It would be easy to go ballistic over this article from CNBC on bonus payments at CalPERS.
As its investment portfolio was losing nearly a quarter of its value, the country’s largest public pension fund doled out six-figure bonuses and substantial raises to its top employees, an analysis by The Associated Press has found.
Board member Tony Olivera said the California Public Employees’ Retirement System tried to reduce the bonuses but was under contractual obligations to pay them.
CalPERS’ plunging value came as stock values tumbled around the world, the state’s economy suffered its worst decline in decades and basic state services faced severe budget cuts.
Virtually all of CalPERS’ investment managers were awarded bonuses of more than $10,000 each, with several earning bonuses of more than $100,000 during the 2008-09 fiscal year.
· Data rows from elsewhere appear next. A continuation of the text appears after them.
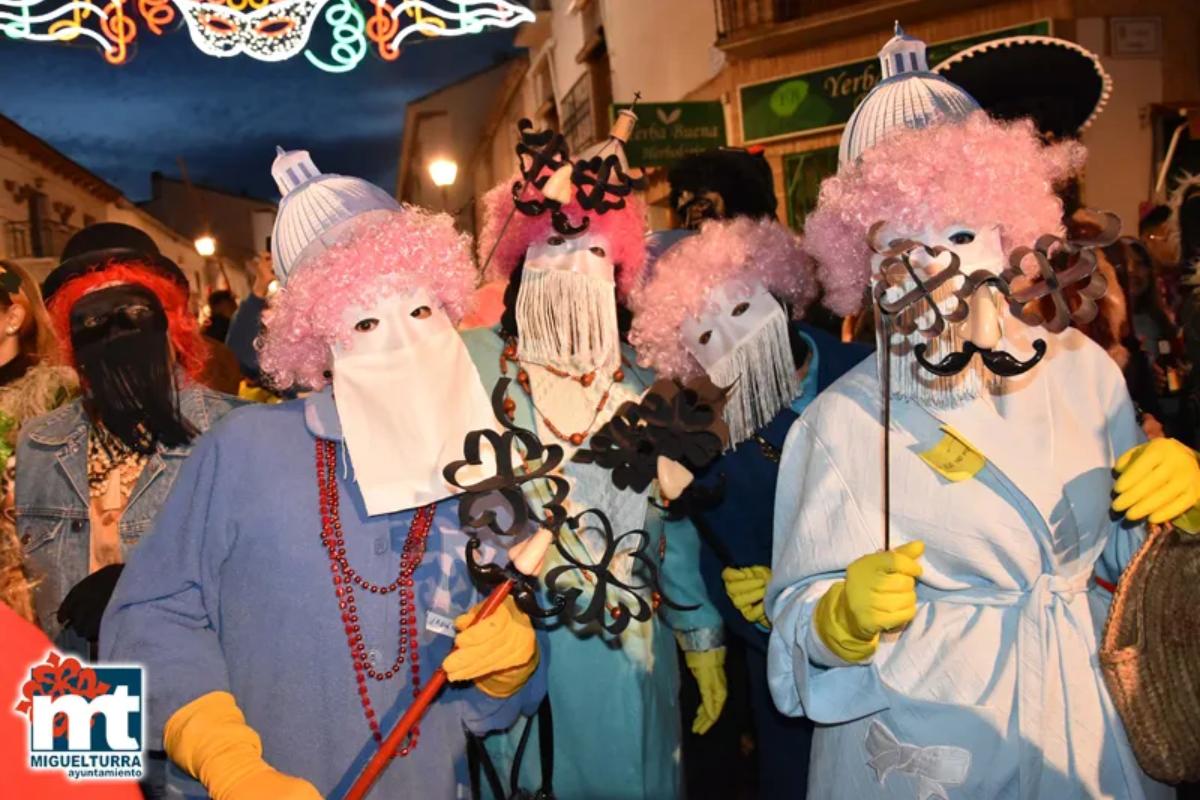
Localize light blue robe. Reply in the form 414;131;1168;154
768;331;1170;800
463;329;722;800
101;390;548;800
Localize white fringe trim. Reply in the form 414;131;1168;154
708;308;799;449
516;267;620;369
875;285;1004;409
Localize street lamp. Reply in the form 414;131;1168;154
430;158;458;212
196;234;217;258
430;158;458;188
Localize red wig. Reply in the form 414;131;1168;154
48;260;209;380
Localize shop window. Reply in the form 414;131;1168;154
562;73;595;154
562;28;612;154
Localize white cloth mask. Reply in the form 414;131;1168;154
524;233;617;283
871;223;1031;408
680;282;799;445
332;290;494;516
516;234;620;372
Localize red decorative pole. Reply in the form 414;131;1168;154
344;529;554;800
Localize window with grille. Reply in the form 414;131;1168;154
560;72;596;154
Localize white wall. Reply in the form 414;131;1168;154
602;0;724;103
1075;17;1163;235
0;144;106;257
547;0;588;102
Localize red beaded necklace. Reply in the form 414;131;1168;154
317;439;437;756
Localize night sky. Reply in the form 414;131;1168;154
0;29;512;200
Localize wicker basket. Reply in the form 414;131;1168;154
1099;528;1200;783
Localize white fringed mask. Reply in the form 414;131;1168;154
871;224;1028;408
680;282;799;445
516;233;620;369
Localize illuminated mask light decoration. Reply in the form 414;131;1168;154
0;0;534;72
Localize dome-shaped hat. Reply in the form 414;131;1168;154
271;148;401;284
838;23;979;168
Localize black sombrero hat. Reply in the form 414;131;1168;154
934;36;1112;138
42;222;190;302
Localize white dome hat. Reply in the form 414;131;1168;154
838;23;979;169
271;148;402;285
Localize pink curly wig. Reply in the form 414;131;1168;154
259;206;475;389
804;112;1087;315
630;217;817;379
479;176;646;300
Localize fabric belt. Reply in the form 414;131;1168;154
917;572;1092;798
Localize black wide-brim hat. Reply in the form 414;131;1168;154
934;36;1112;139
42;222;191;302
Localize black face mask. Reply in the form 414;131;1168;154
71;283;196;455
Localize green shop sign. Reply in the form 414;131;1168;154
612;101;726;167
739;19;1050;144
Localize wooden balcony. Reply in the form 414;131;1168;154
713;0;991;59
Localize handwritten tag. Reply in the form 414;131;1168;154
425;610;458;639
920;425;988;482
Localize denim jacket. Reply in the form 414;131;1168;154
17;384;241;639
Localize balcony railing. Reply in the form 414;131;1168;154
714;0;863;41
5;219;79;258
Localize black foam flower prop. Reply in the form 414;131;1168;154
442;378;569;536
574;375;730;492
546;509;697;636
1001;211;1121;333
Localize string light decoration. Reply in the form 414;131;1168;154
0;0;534;72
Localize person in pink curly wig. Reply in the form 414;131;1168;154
805;112;1086;405
101;151;545;800
463;117;725;800
766;29;1200;800
630;214;869;798
630;217;817;446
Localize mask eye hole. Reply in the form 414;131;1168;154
200;14;238;36
254;17;296;38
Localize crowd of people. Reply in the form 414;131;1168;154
0;30;1200;800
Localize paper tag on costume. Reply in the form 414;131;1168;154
920;425;988;482
425;610;458;638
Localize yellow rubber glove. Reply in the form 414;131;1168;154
162;692;322;800
721;565;770;627
1112;439;1200;524
683;648;730;735
812;541;925;662
442;597;538;697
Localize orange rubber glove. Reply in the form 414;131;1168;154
442;597;539;698
812;541;925;662
1112;439;1200;533
683;648;728;735
162;692;322;800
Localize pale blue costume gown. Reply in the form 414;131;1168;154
463;329;722;800
101;390;548;800
768;330;1170;800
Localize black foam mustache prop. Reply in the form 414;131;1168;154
912;339;1046;378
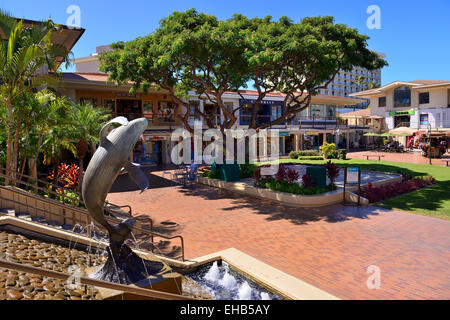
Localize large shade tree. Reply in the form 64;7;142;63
0;11;69;180
100;9;387;130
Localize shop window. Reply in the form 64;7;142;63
272;106;283;121
394;86;411;108
189;101;201;120
420;113;430;126
103;99;116;113
158;101;176;122
78;98;98;107
142;101;153;121
419;92;430;104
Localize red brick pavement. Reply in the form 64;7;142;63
108;179;450;299
347;151;450;166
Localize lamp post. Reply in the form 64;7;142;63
427;123;432;165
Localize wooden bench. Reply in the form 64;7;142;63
363;154;384;161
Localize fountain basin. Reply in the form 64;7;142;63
186;261;282;300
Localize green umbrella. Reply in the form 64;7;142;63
364;132;380;137
394;133;413;137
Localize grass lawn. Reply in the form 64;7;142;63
258;159;450;220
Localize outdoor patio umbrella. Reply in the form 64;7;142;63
380;132;395;137
389;127;417;137
364;132;380;137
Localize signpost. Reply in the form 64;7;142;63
344;167;361;206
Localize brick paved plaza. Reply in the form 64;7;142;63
347;151;450;166
108;172;450;299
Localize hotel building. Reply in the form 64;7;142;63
351;80;450;131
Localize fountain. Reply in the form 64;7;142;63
82;117;181;294
186;261;282;300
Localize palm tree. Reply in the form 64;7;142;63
28;90;72;178
352;76;367;91
69;103;111;191
0;10;69;180
40;96;76;184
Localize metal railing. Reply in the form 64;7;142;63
0;168;185;261
0;260;192;300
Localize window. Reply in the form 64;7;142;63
78;98;98;107
158;101;175;122
189;100;200;120
420;113;430;126
419;92;430;104
272;106;283;121
394;86;411;108
103;99;116;112
142;101;153;121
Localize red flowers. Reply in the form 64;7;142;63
302;174;313;188
361;177;435;203
48;163;80;189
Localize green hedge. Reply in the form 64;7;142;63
338;149;347;160
297;156;323;160
289;150;320;159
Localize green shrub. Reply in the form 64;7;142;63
297;150;320;158
255;178;329;195
319;142;336;159
239;163;258;179
338;149;347;160
289;151;298;159
297;156;323;160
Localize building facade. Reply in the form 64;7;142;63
320;52;386;113
63;46;366;164
351;80;450;131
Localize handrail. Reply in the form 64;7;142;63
0;260;193;300
0;168;184;261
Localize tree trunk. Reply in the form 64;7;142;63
11;119;21;182
5;103;14;185
77;157;84;197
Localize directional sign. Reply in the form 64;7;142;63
345;167;360;184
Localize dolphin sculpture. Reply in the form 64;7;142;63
82;117;149;244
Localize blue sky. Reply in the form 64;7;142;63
0;0;450;84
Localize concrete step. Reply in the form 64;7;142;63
0;209;16;217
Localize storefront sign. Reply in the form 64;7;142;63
345;167;360;184
389;109;415;117
116;92;141;99
145;136;166;141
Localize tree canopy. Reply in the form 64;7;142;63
100;9;387;130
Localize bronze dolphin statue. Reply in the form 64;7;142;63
82;117;149;242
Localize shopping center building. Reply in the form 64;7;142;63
351;80;450;131
62;46;361;164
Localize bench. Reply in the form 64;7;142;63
363;154;384;161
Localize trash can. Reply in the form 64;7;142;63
306;167;327;189
220;163;241;182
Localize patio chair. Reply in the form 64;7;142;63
172;167;187;184
186;163;198;184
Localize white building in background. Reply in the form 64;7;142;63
319;52;386;113
350;80;450;131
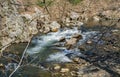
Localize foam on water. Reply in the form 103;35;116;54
27;28;97;62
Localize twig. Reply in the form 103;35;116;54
9;40;31;77
0;43;11;56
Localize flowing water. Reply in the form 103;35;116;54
26;27;98;62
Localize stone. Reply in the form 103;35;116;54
86;40;92;44
50;21;61;32
72;34;82;39
70;12;79;19
73;57;80;63
59;37;65;42
60;68;70;73
54;65;61;71
66;38;77;45
78;46;86;51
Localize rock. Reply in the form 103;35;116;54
60;68;70;73
66;38;77;45
73;57;80;63
50;21;61;32
65;38;77;49
78;45;86;51
86;40;92;44
54;65;61;71
59;37;65;42
72;34;82;39
93;16;100;22
70;12;79;19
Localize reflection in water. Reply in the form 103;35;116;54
27;28;97;62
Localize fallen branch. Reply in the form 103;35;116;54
9;40;31;77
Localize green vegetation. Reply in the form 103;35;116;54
69;0;82;5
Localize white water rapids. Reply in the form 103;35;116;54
27;28;97;62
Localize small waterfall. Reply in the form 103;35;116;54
27;27;97;62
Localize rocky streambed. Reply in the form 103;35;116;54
0;27;120;77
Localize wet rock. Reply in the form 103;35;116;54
72;34;82;39
59;37;65;42
66;38;77;45
50;21;60;32
73;57;80;63
70;12;79;19
78;45;86;51
54;65;61;71
60;68;70;73
86;40;92;44
65;38;77;49
93;16;100;22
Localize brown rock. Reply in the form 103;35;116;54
66;38;77;45
86;40;92;44
59;37;65;42
60;68;70;73
78;46;86;51
54;65;61;71
65;38;77;49
72;34;82;39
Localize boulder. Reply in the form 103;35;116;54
50;21;61;32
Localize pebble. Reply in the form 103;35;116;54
60;68;70;73
54;65;61;70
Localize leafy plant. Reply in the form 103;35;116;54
69;0;82;5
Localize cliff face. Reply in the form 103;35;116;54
0;0;120;46
0;0;37;46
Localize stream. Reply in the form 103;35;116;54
0;27;119;77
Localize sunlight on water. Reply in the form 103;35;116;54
27;28;97;62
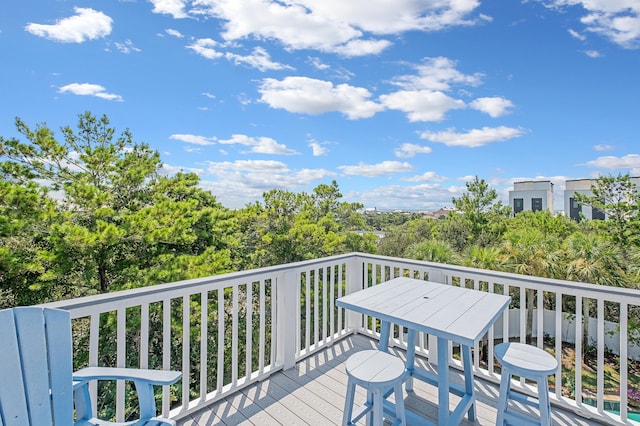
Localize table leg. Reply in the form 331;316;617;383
438;337;449;425
462;345;476;422
378;321;391;352
405;328;417;392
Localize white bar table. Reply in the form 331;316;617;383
336;277;511;425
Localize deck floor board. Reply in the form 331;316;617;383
177;335;600;426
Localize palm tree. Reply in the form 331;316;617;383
563;232;627;356
406;239;458;264
500;228;559;341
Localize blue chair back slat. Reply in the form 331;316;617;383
0;310;29;426
44;309;73;425
0;307;73;426
14;308;53;426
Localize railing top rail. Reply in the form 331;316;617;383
46;252;640;312
353;253;640;299
46;253;356;310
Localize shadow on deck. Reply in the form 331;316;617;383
178;335;600;426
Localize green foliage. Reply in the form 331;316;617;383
234;181;376;268
0;112;234;305
576;174;640;247
406;240;458;264
452;176;511;246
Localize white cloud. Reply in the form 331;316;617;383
158;163;204;176
309;141;329;157
218;134;298;155
114;40;141;53
392;56;483;91
469;97;513;118
420;126;524;148
547;0;640;49
569;29;587;41
169;133;216;146
394;143;432;158
259;77;383;120
582;154;640;170
187;38;293;71
345;183;456;211
380;90;466;122
192;0;480;56
225;47;293;71
593;144;616;151
25;7;113;43
165;28;184;38
402;172;448;182
149;0;189;19
338;161;413;177
333;40;391;58
307;56;331;71
201;160;336;208
187;38;224;59
58;83;123;102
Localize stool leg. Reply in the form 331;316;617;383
462;345;477;422
366;389;375;426
373;388;384;426
342;379;356;426
537;376;551;426
496;367;511;426
393;381;407;426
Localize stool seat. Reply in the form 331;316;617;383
342;350;406;426
493;342;558;377
494;342;558;426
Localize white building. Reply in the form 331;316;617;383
564;177;640;222
509;180;553;214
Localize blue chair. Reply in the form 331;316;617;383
494;343;558;426
342;350;406;426
0;307;182;426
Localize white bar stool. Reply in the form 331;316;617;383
494;343;558;426
342;350;406;426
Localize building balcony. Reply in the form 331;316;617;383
47;253;640;425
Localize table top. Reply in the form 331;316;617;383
336;277;511;346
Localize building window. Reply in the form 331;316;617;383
569;197;582;222
531;198;542;212
513;198;524;214
591;207;604;220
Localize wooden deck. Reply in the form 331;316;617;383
178;335;599;426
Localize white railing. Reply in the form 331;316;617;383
49;253;640;424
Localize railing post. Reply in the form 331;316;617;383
276;271;300;370
346;256;365;331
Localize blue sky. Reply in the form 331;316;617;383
0;0;640;210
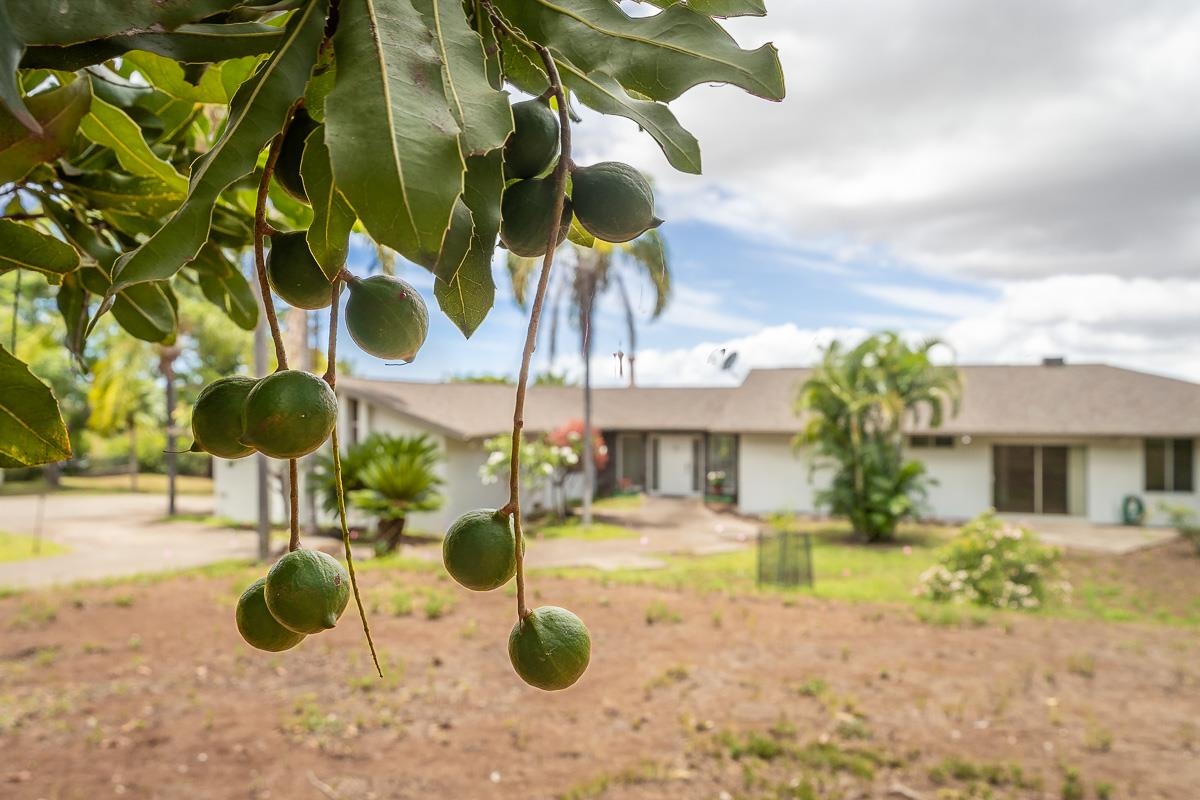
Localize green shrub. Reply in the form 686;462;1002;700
917;511;1070;610
1158;503;1200;555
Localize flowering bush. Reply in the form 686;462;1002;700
917;511;1070;610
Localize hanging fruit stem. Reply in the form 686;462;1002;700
254;100;304;552
504;44;571;620
325;278;383;678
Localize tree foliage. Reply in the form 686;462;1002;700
0;0;784;465
796;333;961;541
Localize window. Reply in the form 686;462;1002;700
1145;439;1195;492
908;435;954;450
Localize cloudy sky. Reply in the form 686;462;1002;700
336;0;1200;384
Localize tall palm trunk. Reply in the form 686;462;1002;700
580;271;596;525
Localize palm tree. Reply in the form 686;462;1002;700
313;434;444;553
796;332;961;541
508;230;671;524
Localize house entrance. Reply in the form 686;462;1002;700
650;433;704;497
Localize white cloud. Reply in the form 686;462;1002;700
585;276;1200;385
580;0;1200;278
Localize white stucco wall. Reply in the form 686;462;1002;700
904;439;991;521
212;456;320;525
738;434;829;513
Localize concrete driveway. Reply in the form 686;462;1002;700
0;494;258;589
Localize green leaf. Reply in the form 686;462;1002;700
558;61;701;175
20;23;283;71
79;97;187;191
640;0;767;17
0;345;71;467
124;50;265;104
300;126;356;279
413;0;512;156
325;0;466;264
433;150;504;337
7;0;253;44
0;80;91;184
0;2;42;133
114;0;328;288
113;281;178;344
566;217;596;247
0;219;79;283
62;172;184;217
500;37;701;175
191;243;258;331
494;0;785;101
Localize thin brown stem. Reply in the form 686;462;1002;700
288;458;300;553
504;44;571;620
254;100;302;369
325;277;383;678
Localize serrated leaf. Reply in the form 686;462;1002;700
0;344;71;467
0;219;79;283
191;243;258;331
124;51;262;104
79;97;187;191
566;216;596;248
0;80;91;184
62;172;184;217
114;0;328;288
413;0;512;156
7;0;253;44
0;2;42;133
500;38;701;175
433;150;504;337
20;23;283;71
640;0;767;18
300;126;356;281
494;0;784;102
325;0;466;268
113;281;179;344
559;61;701;175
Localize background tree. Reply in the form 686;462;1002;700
479;420;608;519
796;332;961;541
508;235;671;525
313;433;445;553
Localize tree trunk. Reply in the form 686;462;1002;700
580;272;596;525
125;414;138;492
379;517;408;553
158;347;180;517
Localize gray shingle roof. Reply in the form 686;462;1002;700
337;365;1200;439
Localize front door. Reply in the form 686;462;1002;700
650;433;701;497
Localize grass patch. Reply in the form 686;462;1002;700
0;473;212;497
592;494;646;513
530;517;638;542
0;533;71;564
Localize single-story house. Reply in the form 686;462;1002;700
215;360;1200;530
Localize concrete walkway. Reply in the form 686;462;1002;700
516;498;758;570
0;494;258;589
1002;515;1178;555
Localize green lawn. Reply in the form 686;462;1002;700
0;533;70;564
527;517;638;542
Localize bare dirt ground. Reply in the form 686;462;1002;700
0;553;1200;800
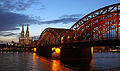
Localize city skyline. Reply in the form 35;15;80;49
0;0;119;42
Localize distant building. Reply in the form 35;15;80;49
19;25;33;47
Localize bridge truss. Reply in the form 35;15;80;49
37;3;120;46
64;3;120;42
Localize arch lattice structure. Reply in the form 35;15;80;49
37;28;70;46
64;3;120;42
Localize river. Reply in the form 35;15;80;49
0;52;120;71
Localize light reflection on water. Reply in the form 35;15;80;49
0;52;120;71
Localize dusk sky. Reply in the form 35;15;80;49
0;0;120;42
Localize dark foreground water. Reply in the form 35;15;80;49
0;52;120;71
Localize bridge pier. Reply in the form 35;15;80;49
61;46;93;61
36;47;52;58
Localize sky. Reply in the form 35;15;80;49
0;0;120;42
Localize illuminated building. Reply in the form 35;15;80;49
19;25;33;47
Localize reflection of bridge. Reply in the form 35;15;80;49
37;3;120;60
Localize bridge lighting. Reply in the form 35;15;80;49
61;37;64;43
34;48;37;52
91;47;93;56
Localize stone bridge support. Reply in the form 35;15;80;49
37;47;52;58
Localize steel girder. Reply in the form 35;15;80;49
64;3;120;42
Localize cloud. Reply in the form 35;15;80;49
40;14;83;24
0;32;18;37
0;10;37;31
40;18;79;24
0;0;42;11
60;14;83;18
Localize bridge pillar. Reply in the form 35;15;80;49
61;46;93;61
36;47;52;58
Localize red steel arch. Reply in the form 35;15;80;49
37;28;70;46
64;3;120;42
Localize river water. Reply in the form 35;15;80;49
0;52;120;71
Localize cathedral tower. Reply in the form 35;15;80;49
26;24;29;37
21;25;24;37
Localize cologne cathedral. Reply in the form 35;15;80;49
19;24;33;47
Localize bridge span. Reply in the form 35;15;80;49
37;3;120;60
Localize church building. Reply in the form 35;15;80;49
19;24;33;47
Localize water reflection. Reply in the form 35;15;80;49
0;52;120;71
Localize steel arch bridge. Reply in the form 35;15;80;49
37;28;72;46
38;3;120;46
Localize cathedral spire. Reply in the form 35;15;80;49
26;24;29;37
21;25;24;37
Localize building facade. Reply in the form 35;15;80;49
19;24;33;47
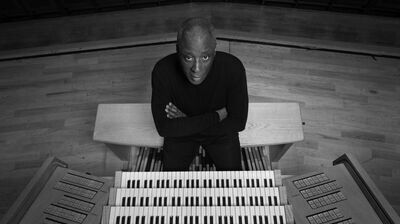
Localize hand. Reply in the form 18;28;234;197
217;107;228;121
165;102;186;119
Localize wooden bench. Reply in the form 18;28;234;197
93;103;304;170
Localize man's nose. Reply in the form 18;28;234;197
192;60;200;72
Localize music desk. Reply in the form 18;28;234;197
93;103;304;170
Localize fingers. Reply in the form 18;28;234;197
165;102;186;119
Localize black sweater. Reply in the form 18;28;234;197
151;52;248;137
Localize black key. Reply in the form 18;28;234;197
115;216;121;224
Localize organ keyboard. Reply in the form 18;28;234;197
0;155;400;224
102;170;294;224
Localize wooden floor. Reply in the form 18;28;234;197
0;5;400;220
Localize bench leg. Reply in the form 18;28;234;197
106;143;139;171
269;143;293;168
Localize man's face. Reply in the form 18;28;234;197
178;35;215;85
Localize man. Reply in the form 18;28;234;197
151;18;248;171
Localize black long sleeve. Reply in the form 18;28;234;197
151;52;248;137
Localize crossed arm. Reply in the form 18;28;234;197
165;102;228;121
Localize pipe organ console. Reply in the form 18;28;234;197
1;155;400;224
102;170;294;224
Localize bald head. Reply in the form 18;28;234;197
176;18;216;85
177;17;216;51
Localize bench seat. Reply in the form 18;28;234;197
93;103;304;170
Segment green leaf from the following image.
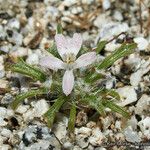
[103,100,130,118]
[99,89,120,100]
[11,89,47,110]
[11,59,46,82]
[95,41,107,54]
[56,23,63,34]
[44,96,67,127]
[68,104,76,132]
[97,43,137,69]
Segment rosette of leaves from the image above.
[11,24,136,131]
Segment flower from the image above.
[40,33,96,96]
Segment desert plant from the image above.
[11,25,136,131]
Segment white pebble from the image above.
[8,18,20,29]
[102,0,111,10]
[117,86,137,106]
[1,128,12,138]
[76,127,92,136]
[134,37,148,50]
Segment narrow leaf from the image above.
[99,89,120,100]
[68,104,76,132]
[11,89,47,110]
[11,59,46,82]
[44,97,67,127]
[103,100,130,118]
[97,43,137,69]
[95,41,107,54]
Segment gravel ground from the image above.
[0,0,150,150]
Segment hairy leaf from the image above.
[83,95,105,116]
[103,100,130,118]
[11,59,46,82]
[11,89,47,109]
[97,43,137,69]
[98,89,120,100]
[68,104,76,132]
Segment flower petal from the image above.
[74,52,96,69]
[55,34,68,57]
[40,55,64,70]
[55,33,82,58]
[67,33,82,56]
[62,70,74,96]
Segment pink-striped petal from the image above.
[62,70,74,96]
[40,55,64,70]
[74,52,96,69]
[55,33,82,58]
[67,33,82,56]
[55,34,68,57]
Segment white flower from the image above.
[40,33,96,96]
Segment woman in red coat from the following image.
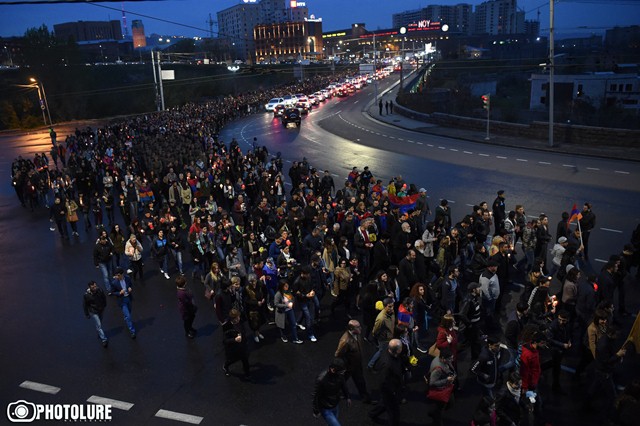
[520,324,542,392]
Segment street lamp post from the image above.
[398,27,407,94]
[29,77,53,126]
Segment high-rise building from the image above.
[474,0,524,35]
[217,3,260,62]
[131,19,147,49]
[53,20,122,41]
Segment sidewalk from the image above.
[364,85,640,162]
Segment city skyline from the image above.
[0,0,640,37]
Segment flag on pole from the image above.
[624,313,640,353]
[567,203,582,229]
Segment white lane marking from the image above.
[156,410,204,425]
[20,380,60,395]
[600,228,622,234]
[87,395,133,411]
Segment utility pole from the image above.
[373,33,378,104]
[549,0,555,147]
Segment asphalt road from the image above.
[0,77,640,425]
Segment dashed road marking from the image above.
[87,395,133,411]
[156,410,204,425]
[20,380,60,395]
[600,228,622,234]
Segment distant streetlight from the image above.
[29,77,53,126]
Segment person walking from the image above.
[176,275,198,339]
[368,339,405,426]
[82,281,109,348]
[335,320,371,404]
[222,309,251,380]
[109,268,136,339]
[313,358,351,426]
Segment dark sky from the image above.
[0,0,640,37]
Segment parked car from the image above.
[282,108,302,128]
[264,98,284,111]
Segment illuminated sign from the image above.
[322,31,347,38]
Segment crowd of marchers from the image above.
[12,72,640,426]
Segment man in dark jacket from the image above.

The cash awards were distributed as the fund lost $59 billion.
CalPERS points out that bonuses were actually cut by more than 50% and in addition to the contractual requirement argument for paying bonuses notes that they try and tie incentive compensation to long-term performance in order to dissuade managers from focusing on short-term profits.
Though it hurts, I can see the logic of contracts that measure performance over the longer-term. This is the sort of regime that a lot of the critics of bank bonuses have been arguing in favor of. Here you see the apparent perverse result of incentive pay being granted in the midst of abysmal performance, but that’s the sort of outcome you would expect when you lengthen the time frame for measurement.
There are times, however, when you wonder just how badly someone needs to screw up in order not to get a bonus and more appropriately lose their job. Such would be the case with the real estate investment manager for CalPERS.
Real estate was the hardest-hit investment category in the CalPERS portfolio during the 2008-09 fiscal year, suffering from the same property devaluations felt across the country. That portfolio lost 47.9 percent of its value over the fiscal year.
CalPERS awarded the portfolio’s senior investment manager, Ted Eliopoulos, a $93,941 bonus on top of his $333,124 salary, which was 8 percent higher than the previous year. According to CalPERS’ annual report, the global equity portfolio saw a 26 percent decline in U.S. stocks and a 32.4 percent drop in international stocks during 2008-09.
At some point you have to throw your incentive plans out the window and admit to the fact that sometimes people just make a mess of their job and need to pay a price for doing so.